Kita sering tertawa terpingkal-pingkal dengan berbagai lelucon dan meme yang beredar di masyarakat. Memang orang Indonesia sangat kreatif dan senang berhumor. Dan, itu baik untuk menurunkan ketegangan, rasa tertekan, dan frustrasi. Tetapi, berhati-hatilah.

Saya sangat sepakat dengan Weilnböck yang juga mengingatkan, hati-hati berlelucon atau mengejek pihak lain. Yang kita anggap humor akan dipahami berbeda dari perspektif berbeda. Dapat dianggap sangat menghina, hingga menghadirkan gelombang kemarahan luar biasa. Apabila itu tak terkendali, akan berdampak sangat merugikan bagi kita semua.

Narasi positif

Hal di atas jadi lebih berbahaya karena kita sedang terkotak-kotak akibat pilihan politik. Daripada tergesa dan disetir nafsu ingin memenangi pertarungan di media sosial, lebih baik berhenti sejenak dan berpikir lebih jangka panjang.

Apakah mengungkapkan fakta (meski bukan hoaks) mengenai pihak lain secara menghina, melecehkan, atau dengan berolok-olok akan menghadirkan simpati? Apakah kita ingin menghadirkan perasaan positif, ataukah ingin menang, dan merasa superior, tetapi pesan kita ternyata kontra-produktif?

Narasi kontra baik dan dapat tetap disebarluaskan, tanpa bergaya superior dan merendahkan. Syukurlah, kita menemukan juga di internet narasi-narasi positif.

Daripada melawan ujaran kebencian dengan mengajak berdebat, membuktikan argumentasinya lebih logis dan obyektif, atau menyuarakan sikap menghina, narasi positif bicara mengenai pengalaman pribadi yang positif.

Yang menyampaikan narasi positif mengambil sikap tidak sedang bertarung ataupun berusaha keras untuk menang. Secara sederhana, ia hanya ingin berbagi. Akan tetapi, narasi positifnya itu dengan sendirinya telah menang karena menghadirkan rasa nyaman sekaligus memberikan informasi positif mengenai sesuatu hal.
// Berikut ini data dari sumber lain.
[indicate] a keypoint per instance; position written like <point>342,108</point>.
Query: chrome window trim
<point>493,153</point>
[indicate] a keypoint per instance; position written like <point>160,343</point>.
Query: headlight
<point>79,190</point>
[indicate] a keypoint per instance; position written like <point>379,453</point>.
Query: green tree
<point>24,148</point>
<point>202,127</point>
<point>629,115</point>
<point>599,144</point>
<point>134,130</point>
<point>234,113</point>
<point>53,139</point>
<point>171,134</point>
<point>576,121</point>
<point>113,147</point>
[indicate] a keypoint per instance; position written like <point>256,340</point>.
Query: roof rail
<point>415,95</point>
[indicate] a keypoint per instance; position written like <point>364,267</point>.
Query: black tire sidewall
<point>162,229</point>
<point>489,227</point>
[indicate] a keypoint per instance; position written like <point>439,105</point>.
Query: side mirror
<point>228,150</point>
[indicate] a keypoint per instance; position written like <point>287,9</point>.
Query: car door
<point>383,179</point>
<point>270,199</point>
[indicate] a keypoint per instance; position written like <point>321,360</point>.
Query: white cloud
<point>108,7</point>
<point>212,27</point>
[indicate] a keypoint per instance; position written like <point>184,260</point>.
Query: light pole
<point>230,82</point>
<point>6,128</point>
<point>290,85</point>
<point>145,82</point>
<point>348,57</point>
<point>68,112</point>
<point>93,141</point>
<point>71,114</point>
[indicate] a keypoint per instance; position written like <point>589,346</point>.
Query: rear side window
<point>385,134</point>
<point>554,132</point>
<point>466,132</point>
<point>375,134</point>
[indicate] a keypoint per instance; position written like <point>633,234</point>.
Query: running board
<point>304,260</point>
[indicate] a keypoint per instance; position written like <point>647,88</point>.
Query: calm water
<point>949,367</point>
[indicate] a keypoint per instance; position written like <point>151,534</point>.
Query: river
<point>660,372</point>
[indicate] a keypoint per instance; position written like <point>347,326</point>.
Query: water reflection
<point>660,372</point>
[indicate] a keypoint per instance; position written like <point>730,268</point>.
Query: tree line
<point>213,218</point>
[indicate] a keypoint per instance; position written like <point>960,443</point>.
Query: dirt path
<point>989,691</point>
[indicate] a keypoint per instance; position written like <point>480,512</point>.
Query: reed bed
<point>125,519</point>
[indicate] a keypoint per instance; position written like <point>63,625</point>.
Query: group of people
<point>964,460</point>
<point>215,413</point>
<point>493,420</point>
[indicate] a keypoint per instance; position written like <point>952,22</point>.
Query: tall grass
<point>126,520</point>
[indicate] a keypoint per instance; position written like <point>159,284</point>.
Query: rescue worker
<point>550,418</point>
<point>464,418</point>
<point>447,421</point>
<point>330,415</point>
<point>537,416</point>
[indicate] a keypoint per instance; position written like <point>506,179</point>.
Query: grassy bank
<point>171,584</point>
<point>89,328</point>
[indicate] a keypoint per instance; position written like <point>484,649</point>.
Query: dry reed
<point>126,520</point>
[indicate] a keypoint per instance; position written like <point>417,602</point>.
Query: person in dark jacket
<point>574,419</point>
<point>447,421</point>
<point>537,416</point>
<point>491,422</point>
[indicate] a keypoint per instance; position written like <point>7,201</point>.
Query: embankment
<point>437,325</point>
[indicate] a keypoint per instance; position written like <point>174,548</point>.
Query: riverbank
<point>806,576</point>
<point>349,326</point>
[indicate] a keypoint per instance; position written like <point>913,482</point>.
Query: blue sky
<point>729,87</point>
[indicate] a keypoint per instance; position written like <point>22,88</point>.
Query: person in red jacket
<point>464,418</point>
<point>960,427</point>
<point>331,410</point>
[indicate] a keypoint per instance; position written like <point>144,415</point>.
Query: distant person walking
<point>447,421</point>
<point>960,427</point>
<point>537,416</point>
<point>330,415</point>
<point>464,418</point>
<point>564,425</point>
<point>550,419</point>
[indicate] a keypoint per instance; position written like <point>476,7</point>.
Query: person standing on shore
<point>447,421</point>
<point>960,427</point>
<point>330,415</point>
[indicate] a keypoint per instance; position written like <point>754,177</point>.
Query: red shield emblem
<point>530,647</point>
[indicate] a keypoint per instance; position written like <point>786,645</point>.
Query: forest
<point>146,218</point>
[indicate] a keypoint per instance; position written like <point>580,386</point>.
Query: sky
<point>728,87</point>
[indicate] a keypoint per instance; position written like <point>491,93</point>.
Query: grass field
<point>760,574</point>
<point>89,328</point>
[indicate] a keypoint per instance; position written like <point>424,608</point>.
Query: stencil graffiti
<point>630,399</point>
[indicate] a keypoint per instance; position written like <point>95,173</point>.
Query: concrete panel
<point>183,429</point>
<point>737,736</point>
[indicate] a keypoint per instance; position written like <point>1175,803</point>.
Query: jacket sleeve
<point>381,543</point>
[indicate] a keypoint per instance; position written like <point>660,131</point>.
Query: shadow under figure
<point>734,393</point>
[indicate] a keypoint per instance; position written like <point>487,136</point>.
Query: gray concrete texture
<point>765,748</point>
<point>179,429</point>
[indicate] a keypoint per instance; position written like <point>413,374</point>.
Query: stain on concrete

Apabila pihak lain masih skeptis atau berpandangan berbeda pun, setidaknya narasi positif tidak mengentalkan pengotakan dan kebencian.

Narasi positif menghadirkan cerita personal yang bersifat relasional, lebih berbasis emosi, dalam arti menghadirkan kepandaian dan kebajikan emosi daripada sibuk menampilkan diri lebih hebat dalam kecanggihan berlogika
dan memaparkan fakta.

Narasi positif tidak berargumentasi, tetapi narasi itu sendiri telah menghadirkan argumentasi positif yang berpotensi mengundang ketertarikan lebih lanjut dari para pembaca.